Allein gelassenes Baby verdurstete: Mutter weist Mordvorwurf zurück
Eine junge Mutter ließ ihr Baby tagelang allein und feierte im Drogenrausch. Das Mädchen verhungerte und verdurstete. Nun muss sich die Mutter wegen Mordes verantworten. Sie sagt, sie habe ihre Tochter vergessen.
Arnsberg (dpa). Während die Mutter im Drogenrausch feierte, verhungerte und verdurstete ihre vier Monate alte Tochter. Die Frau hatte das Kind allein der Wohnung im westfälischen Soest zurückgelassen. Seit Dienstag steht die 22-Jährige vor dem Arnsberger Landgericht. Beim Prozessauftakt räumte sie ein, sich mehrere Tage lang nicht um den Säugling gekümmert zu haben. Den Mordvorwurf der Staatsanwaltschaft wies sie aber zurück. Sie habe nicht gewollt, dass das Mädchen stirbt.
Für einige Stunden habe sie im vergangenen Jahr zu einer Halloween-Party ins 50 Kilometer entfernte Münster fahren wollen. Zuvor habe sie ihre Tochter gewickelt und gefüttert. „Ich habe sie hingelegt und habe sie dann vergessen“, sagte die Frau mit leiser Stimme.

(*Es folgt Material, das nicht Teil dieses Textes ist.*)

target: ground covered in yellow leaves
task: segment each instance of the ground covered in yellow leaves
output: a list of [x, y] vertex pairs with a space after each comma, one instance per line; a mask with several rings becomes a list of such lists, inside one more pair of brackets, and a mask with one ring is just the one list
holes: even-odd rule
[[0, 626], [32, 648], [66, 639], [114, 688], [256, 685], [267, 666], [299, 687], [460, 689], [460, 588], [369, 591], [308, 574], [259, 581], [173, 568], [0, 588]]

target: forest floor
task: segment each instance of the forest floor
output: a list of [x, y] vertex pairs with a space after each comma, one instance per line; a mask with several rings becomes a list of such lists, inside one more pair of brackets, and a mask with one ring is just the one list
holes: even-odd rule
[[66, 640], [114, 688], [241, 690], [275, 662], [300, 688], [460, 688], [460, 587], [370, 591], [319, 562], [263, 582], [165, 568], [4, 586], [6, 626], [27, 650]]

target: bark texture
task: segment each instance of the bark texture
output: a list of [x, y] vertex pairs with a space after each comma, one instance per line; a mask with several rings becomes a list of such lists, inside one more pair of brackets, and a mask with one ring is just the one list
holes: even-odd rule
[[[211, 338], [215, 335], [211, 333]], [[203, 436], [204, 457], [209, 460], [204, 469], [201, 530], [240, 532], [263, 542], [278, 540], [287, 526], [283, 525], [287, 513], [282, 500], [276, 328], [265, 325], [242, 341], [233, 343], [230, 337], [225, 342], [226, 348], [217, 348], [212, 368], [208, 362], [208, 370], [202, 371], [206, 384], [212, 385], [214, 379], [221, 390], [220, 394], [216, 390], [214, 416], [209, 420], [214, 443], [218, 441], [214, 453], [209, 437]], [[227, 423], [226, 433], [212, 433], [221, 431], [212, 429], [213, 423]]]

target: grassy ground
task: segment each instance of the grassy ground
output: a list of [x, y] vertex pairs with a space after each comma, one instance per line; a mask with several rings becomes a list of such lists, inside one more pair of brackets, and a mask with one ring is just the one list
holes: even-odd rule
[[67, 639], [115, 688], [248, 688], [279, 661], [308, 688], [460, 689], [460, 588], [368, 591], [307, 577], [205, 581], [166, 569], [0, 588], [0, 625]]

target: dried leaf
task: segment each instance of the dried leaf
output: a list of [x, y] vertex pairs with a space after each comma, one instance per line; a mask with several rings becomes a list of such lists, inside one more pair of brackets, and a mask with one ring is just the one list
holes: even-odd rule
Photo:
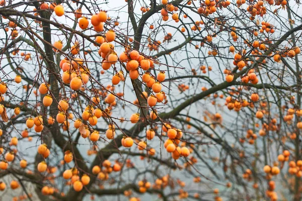
[[2, 118], [2, 120], [5, 122], [7, 122], [9, 121], [9, 118], [8, 117], [8, 115], [6, 113], [6, 108], [4, 108], [3, 113], [1, 114], [1, 117]]

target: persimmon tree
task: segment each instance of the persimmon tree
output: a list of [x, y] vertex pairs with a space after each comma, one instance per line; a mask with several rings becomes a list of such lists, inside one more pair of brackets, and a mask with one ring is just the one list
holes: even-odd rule
[[3, 196], [301, 199], [299, 1], [0, 5]]

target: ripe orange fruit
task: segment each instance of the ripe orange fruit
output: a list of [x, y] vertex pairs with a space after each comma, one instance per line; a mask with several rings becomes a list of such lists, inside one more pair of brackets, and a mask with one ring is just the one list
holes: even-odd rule
[[88, 25], [89, 25], [89, 22], [88, 22], [88, 20], [85, 17], [82, 18], [79, 21], [79, 26], [82, 29], [87, 29]]
[[88, 185], [90, 182], [90, 177], [87, 174], [84, 174], [81, 178], [81, 181], [84, 185]]
[[150, 74], [147, 72], [145, 72], [144, 74], [143, 74], [142, 76], [141, 76], [141, 79], [145, 83], [148, 82], [150, 80], [150, 78], [151, 76], [150, 75]]
[[100, 11], [98, 14], [99, 21], [101, 22], [105, 22], [107, 19], [107, 13], [105, 11]]
[[0, 182], [0, 190], [3, 191], [6, 188], [6, 184], [5, 182], [1, 181]]
[[12, 153], [8, 152], [5, 154], [5, 158], [7, 161], [9, 162], [13, 161], [13, 160], [15, 158], [15, 155]]
[[83, 184], [80, 181], [76, 181], [73, 183], [73, 189], [77, 192], [81, 191], [83, 189]]
[[138, 78], [139, 74], [137, 70], [130, 70], [129, 72], [129, 76], [131, 79], [136, 79]]
[[64, 7], [61, 5], [56, 6], [53, 11], [57, 16], [60, 17], [64, 15]]
[[172, 143], [170, 144], [167, 146], [166, 149], [167, 152], [171, 153], [175, 151], [175, 149], [176, 149], [176, 147], [175, 146], [174, 144]]
[[150, 95], [147, 99], [148, 105], [150, 107], [155, 106], [157, 103], [157, 98], [153, 95]]
[[107, 42], [112, 42], [115, 40], [115, 33], [113, 30], [109, 30], [106, 33], [106, 40]]
[[166, 78], [166, 74], [165, 71], [161, 71], [157, 75], [157, 79], [161, 82], [163, 82]]
[[47, 164], [44, 161], [41, 162], [38, 164], [37, 169], [40, 172], [45, 172], [47, 169]]
[[97, 174], [101, 171], [101, 168], [98, 165], [93, 166], [92, 168], [92, 173], [94, 174]]
[[133, 145], [133, 140], [130, 137], [127, 137], [125, 138], [124, 141], [124, 147], [131, 147]]
[[47, 147], [46, 146], [46, 145], [45, 144], [41, 144], [41, 145], [39, 145], [39, 147], [38, 147], [38, 153], [39, 154], [44, 154], [45, 152], [46, 152], [47, 150]]
[[132, 124], [137, 123], [139, 120], [139, 114], [138, 113], [133, 114], [130, 117], [130, 121]]
[[9, 166], [9, 164], [5, 161], [1, 161], [0, 162], [0, 169], [2, 170], [6, 170], [8, 169], [8, 167]]
[[228, 82], [231, 82], [233, 80], [234, 78], [234, 76], [233, 75], [229, 74], [225, 76], [225, 81]]
[[48, 117], [48, 119], [47, 119], [47, 123], [50, 125], [53, 125], [53, 124], [54, 124], [54, 119], [53, 119], [52, 117], [50, 116], [49, 117]]
[[259, 99], [259, 95], [257, 93], [253, 93], [251, 95], [251, 99], [254, 102], [257, 102]]
[[66, 170], [63, 172], [63, 178], [65, 179], [69, 179], [72, 176], [72, 172], [71, 170]]
[[69, 163], [72, 161], [73, 159], [73, 155], [70, 151], [66, 151], [65, 152], [64, 155], [64, 161], [66, 163]]
[[147, 85], [147, 87], [152, 87], [152, 85], [155, 83], [155, 79], [154, 78], [154, 77], [151, 77], [150, 78], [150, 79], [149, 80], [149, 81], [148, 81], [147, 82], [146, 82], [146, 85]]
[[113, 129], [109, 129], [106, 131], [106, 137], [109, 140], [114, 138], [115, 131]]
[[261, 111], [257, 111], [257, 112], [256, 113], [256, 117], [258, 119], [262, 119], [263, 117], [263, 113], [262, 113]]
[[[41, 116], [39, 116], [35, 117], [34, 119], [34, 123], [36, 126], [40, 126], [43, 124], [43, 119]], [[29, 128], [30, 128], [29, 127]]]
[[35, 130], [35, 131], [36, 131], [37, 133], [40, 133], [40, 132], [43, 131], [43, 129], [44, 129], [44, 126], [42, 124], [40, 126], [35, 125], [35, 127], [34, 128], [34, 129]]
[[135, 60], [131, 60], [127, 63], [130, 70], [135, 70], [138, 67], [138, 62]]
[[115, 163], [114, 165], [113, 165], [113, 167], [112, 169], [115, 172], [118, 172], [121, 170], [121, 166], [118, 163]]
[[43, 98], [43, 105], [46, 107], [50, 106], [52, 104], [52, 97], [50, 95], [46, 95]]

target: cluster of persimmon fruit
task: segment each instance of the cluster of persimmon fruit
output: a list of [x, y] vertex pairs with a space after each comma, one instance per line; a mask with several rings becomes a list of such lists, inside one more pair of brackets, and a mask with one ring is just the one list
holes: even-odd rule
[[[278, 156], [278, 160], [281, 163], [280, 165], [281, 168], [283, 167], [284, 162], [288, 161], [290, 155], [290, 153], [288, 150], [284, 150], [282, 154], [280, 154]], [[296, 163], [293, 161], [291, 162], [294, 163], [294, 166], [295, 167]], [[275, 161], [273, 163], [273, 166], [267, 165], [265, 165], [263, 167], [263, 171], [267, 174], [266, 178], [266, 179], [269, 181], [268, 183], [268, 189], [266, 191], [266, 195], [271, 200], [276, 201], [278, 199], [278, 196], [277, 193], [274, 191], [276, 187], [275, 183], [274, 181], [271, 180], [271, 179], [273, 176], [276, 175], [280, 173], [280, 168], [278, 167], [279, 164], [277, 161]], [[299, 161], [298, 164], [299, 164], [299, 165], [301, 165], [302, 161]], [[291, 165], [293, 166], [292, 164]], [[290, 168], [291, 168], [291, 167], [290, 167]], [[302, 172], [300, 173], [300, 174], [301, 173], [302, 173]]]

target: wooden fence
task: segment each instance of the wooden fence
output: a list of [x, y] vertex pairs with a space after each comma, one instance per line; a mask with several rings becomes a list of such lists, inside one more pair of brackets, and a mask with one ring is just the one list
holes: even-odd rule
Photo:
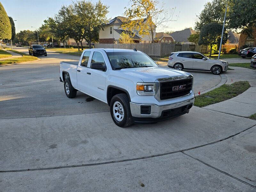
[[128, 49], [133, 49], [135, 48], [138, 51], [142, 51], [148, 55], [157, 56], [167, 55], [172, 52], [177, 51], [196, 51], [202, 53], [208, 53], [209, 51], [209, 47], [206, 45], [168, 43], [95, 44], [94, 47]]

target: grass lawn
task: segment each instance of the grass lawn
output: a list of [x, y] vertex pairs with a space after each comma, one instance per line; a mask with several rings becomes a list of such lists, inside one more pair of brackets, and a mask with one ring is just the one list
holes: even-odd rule
[[231, 67], [243, 67], [251, 69], [256, 69], [252, 67], [251, 67], [250, 66], [250, 63], [228, 63], [228, 66], [231, 66]]
[[253, 114], [250, 116], [249, 116], [249, 118], [252, 119], [256, 120], [256, 113], [254, 113], [254, 114]]
[[0, 58], [6, 58], [12, 57], [12, 54], [8, 53], [5, 51], [0, 49]]
[[[205, 56], [207, 56], [209, 57], [209, 54], [204, 54]], [[212, 56], [211, 56], [211, 58], [213, 59], [218, 59], [218, 54], [212, 54]], [[236, 54], [220, 54], [220, 59], [229, 59], [230, 58], [241, 58], [241, 56], [239, 56], [238, 55]]]
[[[12, 51], [12, 49], [9, 48], [5, 48], [5, 49], [9, 51]], [[23, 56], [18, 58], [15, 58], [12, 59], [6, 59], [2, 61], [0, 61], [0, 65], [4, 65], [6, 64], [10, 64], [10, 63], [21, 63], [26, 61], [36, 60], [38, 59], [38, 58], [36, 57], [29, 55], [28, 54], [23, 53], [16, 51], [13, 50], [12, 51], [21, 55]]]
[[202, 107], [223, 101], [241, 94], [250, 86], [248, 81], [238, 81], [231, 85], [224, 84], [212, 91], [196, 96], [194, 105]]

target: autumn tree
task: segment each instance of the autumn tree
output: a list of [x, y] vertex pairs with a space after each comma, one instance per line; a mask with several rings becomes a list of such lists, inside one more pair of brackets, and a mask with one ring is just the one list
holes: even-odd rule
[[12, 26], [10, 20], [0, 2], [0, 39], [11, 39], [11, 38]]
[[[222, 33], [222, 26], [217, 23], [206, 24], [201, 29], [199, 36], [199, 45], [210, 46], [210, 56], [212, 55], [212, 49], [213, 45], [220, 44]], [[228, 34], [223, 35], [222, 43], [224, 44], [228, 40]]]
[[128, 32], [123, 32], [120, 35], [121, 38], [119, 39], [119, 43], [133, 43], [134, 41], [131, 36]]
[[165, 27], [168, 22], [173, 19], [175, 8], [166, 9], [162, 4], [157, 7], [159, 2], [155, 0], [131, 0], [130, 8], [125, 8], [124, 16], [127, 18], [121, 27], [131, 31], [138, 31], [143, 36], [148, 35], [154, 42], [154, 33], [158, 27]]

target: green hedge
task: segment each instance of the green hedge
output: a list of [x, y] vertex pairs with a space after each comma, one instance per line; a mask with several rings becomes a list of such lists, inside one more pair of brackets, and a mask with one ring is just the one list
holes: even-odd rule
[[[75, 48], [75, 49], [78, 49], [78, 46], [77, 45], [70, 45], [70, 47], [73, 47], [73, 48]], [[83, 47], [84, 47], [84, 49], [89, 49], [89, 45], [83, 45]], [[92, 45], [91, 46], [91, 47], [92, 48], [94, 48], [94, 46], [93, 45]], [[81, 46], [79, 46], [79, 48], [81, 48]]]

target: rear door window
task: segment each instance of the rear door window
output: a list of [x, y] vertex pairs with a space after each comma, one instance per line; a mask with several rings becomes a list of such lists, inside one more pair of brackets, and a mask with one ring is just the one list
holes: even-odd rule
[[193, 53], [193, 59], [202, 59], [204, 57], [199, 53]]
[[84, 53], [84, 55], [82, 58], [82, 61], [81, 62], [81, 65], [84, 67], [87, 67], [88, 65], [88, 61], [90, 57], [90, 55], [92, 52], [86, 51]]

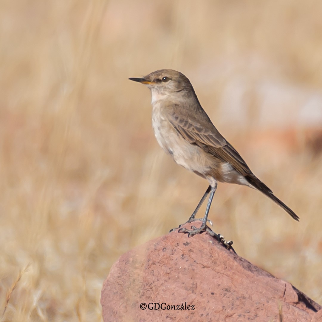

In einer Diskothek habe sie Drogen konsumiert und sei dann mehrere Tage im Rausch gewesen. „Ich habe für 300 Euro Ecstasy und Amphetamin gekauft“, sagte die 22-Jährige. Erst nach drei Tagen habe sie daran gedacht, dass ihre Tochter allein war. „Ich habe Angst gehabt, dass etwas passiert ist.“
Als sie zurück in die Wohnung in einem Mehrfamilienhaus am Soester Stadtrand kam, war es schon zu spät. „Sie lag auf dem Bett und war tot.“ Sie habe sich zu ihrer Tochter gelegt und sei am nächsten Tag wieder nach Münster gefahren. Erst zwei Wochen später kam sie nach Soest zurück. Das tote Baby wurde schließlich entdeckt, weil einem Betreuer der 22-Jährigen Ungereimtheiten aufgefallen waren und das Jugendamt informiert hatte.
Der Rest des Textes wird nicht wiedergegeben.